Seeking Experts to Open Doors

By Mariam Williams

In September, several members of the Chronicling Resistance steering committee attended the Annual Meeting of the Greater Philadelphia Cultural Alliance. There we heard a keynote address from Nina Simon, Executive Director of the Santa Cruz Museum of Art & History and author of The Participatory Museum and The Art of Relevance.

Based on her second book, Simon’s keynote address (much like this TEDx Talk) gave leaders of various organizations and institutions a crash course in “how to invite people outside of their traditional circles, into that thing that matters to [them].” In other words, she answered the following question: how do you make a place, issue, cause, art form, business, etc. relevant to people who currently, for whatever reason, don’t care about it, don’t know it exists, or don’t think it’s of any importance to them?

Who are archives important to? With whom do narratives of resistance resonate? The answers aren’t necessarily two different constituencies, but one group may, to paraphrase Simon, look at the front door to an archival institution and see a systemic lockout while the other may look at the same door and feel like they are about to enter their own home.

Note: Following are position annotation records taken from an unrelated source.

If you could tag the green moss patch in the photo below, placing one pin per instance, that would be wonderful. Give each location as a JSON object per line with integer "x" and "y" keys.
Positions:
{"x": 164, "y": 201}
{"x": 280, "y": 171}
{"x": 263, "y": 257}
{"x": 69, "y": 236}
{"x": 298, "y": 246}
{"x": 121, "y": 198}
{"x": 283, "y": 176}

I’m closer to the latter group. For most of my life, I’ve had the ability to nerd out and go down rabbit holes of documents and files just because it’s interesting. On the other hand, I also know what it’s like to enter a place built in the 1800s and have an archivist who’s certain I don’t know protocols about food, beverages, pens, and bags watch me closely as I do my work. Such an archivist’s behavior (and such necessary rules) aren’t ones everyone can tolerate. But it doesn’t mean the stories inside the archives wouldn’t be important to them if they knew they were there. It may just mean, as Simon suggests, the effort it takes to get into those archives and draw meaning from them isn’t worth it to everyone. And it may mean we have to build a door that they think will be worth going through, a door that opens to something meaningful for them.

What does that door look like? What does the invisible “Welcome” mat outside look like? That’s the question I’m wrestling with. With a group of consultants we’re calling Thinking Partners, the Chronicling Resistance staff and steering committee is attempting to construct those doors and welcome mats for communities whose voices of resistance may not have been heard clearly enough by the people who have used the archives to write their stories, and for communities who are still trying to tell their stories in their own ways.

Simon encourages “community-first programming, using a community’s assets and resources to build a project together.” Listening to the community’s wisdom and then adapting existing doors and spaces rather than prescribing what they should look like–because honestly, we don’t know what they should look like. We, the historians, archivists, and academics who are degreed and skilled in what we do are not the experts in this project.

For the next several months, Chronicling Resistance staff, steering committee members, and consultants will be attempting to construct new doors and welcome mats for communities whose voices of resistance may not have been heard clearly enough by the people who have used the archives to write their stories, and for communities who are still trying to tell their stories in their own ways. I’m excited to look to people whose histories, stories, and contributions often have been undervalued and call them experts.